View the video describing MeL and the educational databases.
Michigan eLibrary is an educational portal available to any Michigan school, library or Michigan resident. All schools have access to this through their school library. Some resources available in MeL are: eFull text magazines and newspapers, primary source documents, practice testing for GED, ACT, Careers, SAT, and much more. MEL has 40+ databases where searchers can read full text articles from magazines and newspapers; find current reference sources; use advanced search functions; cite sources. The advantage of MeL is that the information is valid and reliable. The search results are more likely to be on target as compared to a search performed within a search engine like Yahoo or Google. The State Library and the MeL vendors provide video tutorials on each of the products.
The MeL website has many resources. The best place to start are the databases. Make sure to check out the MeL Gateways as you peruse MeL.
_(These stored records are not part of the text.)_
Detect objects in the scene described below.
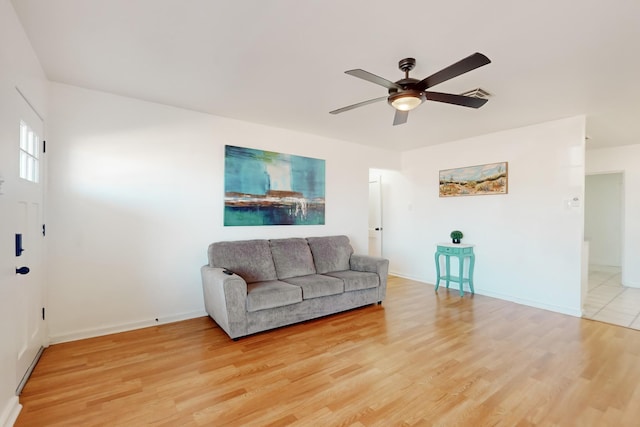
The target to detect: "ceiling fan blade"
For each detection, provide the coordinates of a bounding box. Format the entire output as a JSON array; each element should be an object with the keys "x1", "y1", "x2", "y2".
[
  {"x1": 345, "y1": 68, "x2": 402, "y2": 89},
  {"x1": 393, "y1": 110, "x2": 409, "y2": 126},
  {"x1": 329, "y1": 96, "x2": 387, "y2": 114},
  {"x1": 414, "y1": 52, "x2": 491, "y2": 90},
  {"x1": 424, "y1": 92, "x2": 488, "y2": 108}
]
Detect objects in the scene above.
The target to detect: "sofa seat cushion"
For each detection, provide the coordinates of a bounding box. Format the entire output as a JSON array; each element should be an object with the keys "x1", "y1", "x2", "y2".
[
  {"x1": 247, "y1": 280, "x2": 302, "y2": 311},
  {"x1": 269, "y1": 238, "x2": 316, "y2": 280},
  {"x1": 327, "y1": 270, "x2": 380, "y2": 292},
  {"x1": 284, "y1": 274, "x2": 344, "y2": 299},
  {"x1": 209, "y1": 240, "x2": 277, "y2": 283},
  {"x1": 307, "y1": 236, "x2": 353, "y2": 274}
]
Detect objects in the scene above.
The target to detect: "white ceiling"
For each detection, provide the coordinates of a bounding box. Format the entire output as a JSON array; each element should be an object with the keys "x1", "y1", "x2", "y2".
[{"x1": 12, "y1": 0, "x2": 640, "y2": 150}]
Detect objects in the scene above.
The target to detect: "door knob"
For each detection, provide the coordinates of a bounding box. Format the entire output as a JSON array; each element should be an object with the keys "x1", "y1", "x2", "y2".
[{"x1": 16, "y1": 267, "x2": 29, "y2": 274}]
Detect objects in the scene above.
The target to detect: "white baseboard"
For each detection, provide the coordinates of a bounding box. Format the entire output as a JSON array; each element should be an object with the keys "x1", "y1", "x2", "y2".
[
  {"x1": 49, "y1": 310, "x2": 207, "y2": 344},
  {"x1": 389, "y1": 272, "x2": 582, "y2": 317},
  {"x1": 0, "y1": 396, "x2": 22, "y2": 427}
]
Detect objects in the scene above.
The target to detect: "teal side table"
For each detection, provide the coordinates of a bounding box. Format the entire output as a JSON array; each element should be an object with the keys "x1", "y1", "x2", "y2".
[{"x1": 436, "y1": 243, "x2": 476, "y2": 296}]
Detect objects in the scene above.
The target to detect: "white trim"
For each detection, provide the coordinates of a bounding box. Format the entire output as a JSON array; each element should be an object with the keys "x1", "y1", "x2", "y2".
[
  {"x1": 0, "y1": 396, "x2": 22, "y2": 427},
  {"x1": 49, "y1": 310, "x2": 207, "y2": 344},
  {"x1": 389, "y1": 272, "x2": 582, "y2": 317}
]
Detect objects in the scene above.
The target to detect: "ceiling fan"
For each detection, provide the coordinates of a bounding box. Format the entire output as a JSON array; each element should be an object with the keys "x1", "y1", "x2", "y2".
[{"x1": 329, "y1": 52, "x2": 491, "y2": 126}]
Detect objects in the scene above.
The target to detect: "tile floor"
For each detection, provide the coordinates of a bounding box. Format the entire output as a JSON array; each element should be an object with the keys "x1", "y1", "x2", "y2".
[{"x1": 582, "y1": 266, "x2": 640, "y2": 329}]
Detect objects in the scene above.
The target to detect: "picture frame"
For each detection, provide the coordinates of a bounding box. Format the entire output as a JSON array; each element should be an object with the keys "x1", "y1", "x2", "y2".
[
  {"x1": 224, "y1": 145, "x2": 325, "y2": 226},
  {"x1": 439, "y1": 162, "x2": 509, "y2": 197}
]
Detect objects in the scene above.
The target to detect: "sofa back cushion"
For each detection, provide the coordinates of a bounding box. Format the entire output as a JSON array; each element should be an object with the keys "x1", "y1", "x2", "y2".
[
  {"x1": 208, "y1": 240, "x2": 277, "y2": 283},
  {"x1": 269, "y1": 238, "x2": 316, "y2": 280},
  {"x1": 307, "y1": 236, "x2": 353, "y2": 274}
]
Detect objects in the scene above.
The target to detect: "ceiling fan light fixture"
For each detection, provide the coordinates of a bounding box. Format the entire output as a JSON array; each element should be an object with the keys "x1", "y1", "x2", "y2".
[{"x1": 389, "y1": 90, "x2": 425, "y2": 111}]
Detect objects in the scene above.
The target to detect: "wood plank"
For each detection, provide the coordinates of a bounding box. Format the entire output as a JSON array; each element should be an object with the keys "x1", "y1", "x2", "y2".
[{"x1": 16, "y1": 277, "x2": 640, "y2": 427}]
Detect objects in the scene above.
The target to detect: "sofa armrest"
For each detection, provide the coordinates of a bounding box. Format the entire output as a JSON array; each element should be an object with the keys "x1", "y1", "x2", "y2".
[
  {"x1": 349, "y1": 254, "x2": 389, "y2": 302},
  {"x1": 200, "y1": 265, "x2": 247, "y2": 338}
]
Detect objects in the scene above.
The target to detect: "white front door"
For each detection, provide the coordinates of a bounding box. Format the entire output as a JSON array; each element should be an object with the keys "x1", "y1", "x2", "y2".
[
  {"x1": 369, "y1": 177, "x2": 382, "y2": 257},
  {"x1": 15, "y1": 93, "x2": 46, "y2": 394}
]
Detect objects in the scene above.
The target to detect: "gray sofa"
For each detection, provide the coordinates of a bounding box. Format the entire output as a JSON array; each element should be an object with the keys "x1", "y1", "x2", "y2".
[{"x1": 201, "y1": 236, "x2": 389, "y2": 339}]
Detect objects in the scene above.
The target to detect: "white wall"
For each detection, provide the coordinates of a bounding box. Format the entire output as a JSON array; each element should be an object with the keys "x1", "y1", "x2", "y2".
[
  {"x1": 586, "y1": 145, "x2": 640, "y2": 287},
  {"x1": 383, "y1": 117, "x2": 585, "y2": 315},
  {"x1": 47, "y1": 84, "x2": 400, "y2": 342},
  {"x1": 0, "y1": 0, "x2": 48, "y2": 426},
  {"x1": 584, "y1": 173, "x2": 623, "y2": 267}
]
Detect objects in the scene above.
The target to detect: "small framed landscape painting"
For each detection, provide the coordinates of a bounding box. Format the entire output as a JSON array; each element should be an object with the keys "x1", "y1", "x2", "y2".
[
  {"x1": 224, "y1": 145, "x2": 325, "y2": 226},
  {"x1": 440, "y1": 162, "x2": 509, "y2": 197}
]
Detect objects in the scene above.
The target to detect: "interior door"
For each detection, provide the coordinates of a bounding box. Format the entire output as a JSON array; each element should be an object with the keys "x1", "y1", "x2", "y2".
[
  {"x1": 369, "y1": 177, "x2": 382, "y2": 257},
  {"x1": 15, "y1": 93, "x2": 46, "y2": 392}
]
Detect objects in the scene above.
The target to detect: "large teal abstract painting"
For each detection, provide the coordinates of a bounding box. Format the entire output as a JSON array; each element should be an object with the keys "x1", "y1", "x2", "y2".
[{"x1": 224, "y1": 145, "x2": 325, "y2": 226}]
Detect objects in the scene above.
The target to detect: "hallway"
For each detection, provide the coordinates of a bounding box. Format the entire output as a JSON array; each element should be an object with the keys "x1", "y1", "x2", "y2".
[{"x1": 582, "y1": 266, "x2": 640, "y2": 330}]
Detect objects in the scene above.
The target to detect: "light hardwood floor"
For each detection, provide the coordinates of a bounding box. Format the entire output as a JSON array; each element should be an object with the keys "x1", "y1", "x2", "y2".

Many of the research databases in MeL have a read-aloud feature or the ability to download as an mp3 file for teachers and students who prefer to listen or have a reading disability. Some even have a translation option to translate to a different language. If you see the following next to an article try them out.
This service is funded by the Federal Library Services and Technology Act (LSTA) via the institute of Museum and Library Services (IMLS) through the Library of Michigan. MeL databases are accessible to all Michigan residents with a valid driver's license or State ID number when accessing off your school's campus. It will often recognize you if you are accessing mel.org from a location in Michigan and you will not need your driver's license or state ID.
You have just learned how to use Michigan eLibrary a collection of databases which contain valid and reliable information. We do know that you and your students will use search engines such as Google for research, but how do you know when the information is accurate and reliable?
Good research strategies include:
- using multiple sources of data
- assessing your resources by evaluating for accuracy, bias, validity, and reliability
- always citing sources
- using data collection strategies that help you meet your research needs
Joyce Valenza Criteria
Joyce Valenza, nationally acclaimed media specialist and super-librarian, has created two systems of evaluation for web sites. Check out the BASIC system for elementary level students, or the CARRDSS system for advanced or secondary students.
Click on the image below for the BASIC Click on the image below for the Advanced
system for elementary students CARRDSS system for Advanced students
Review the Bogus & Hoax PowerPoint for an introduction to Snopes, Joyce Valenza's BASIC and CARRDSS systems, and the fact vs. fiction phenomenon of web evaluation.
Bogus and hoax web sites are a source of fun and entertainment for many. However, you may not want to be on the receiving end of laughter when presenting research. In order to not be taken in by one of these sites, it is important to understand how to evaluate.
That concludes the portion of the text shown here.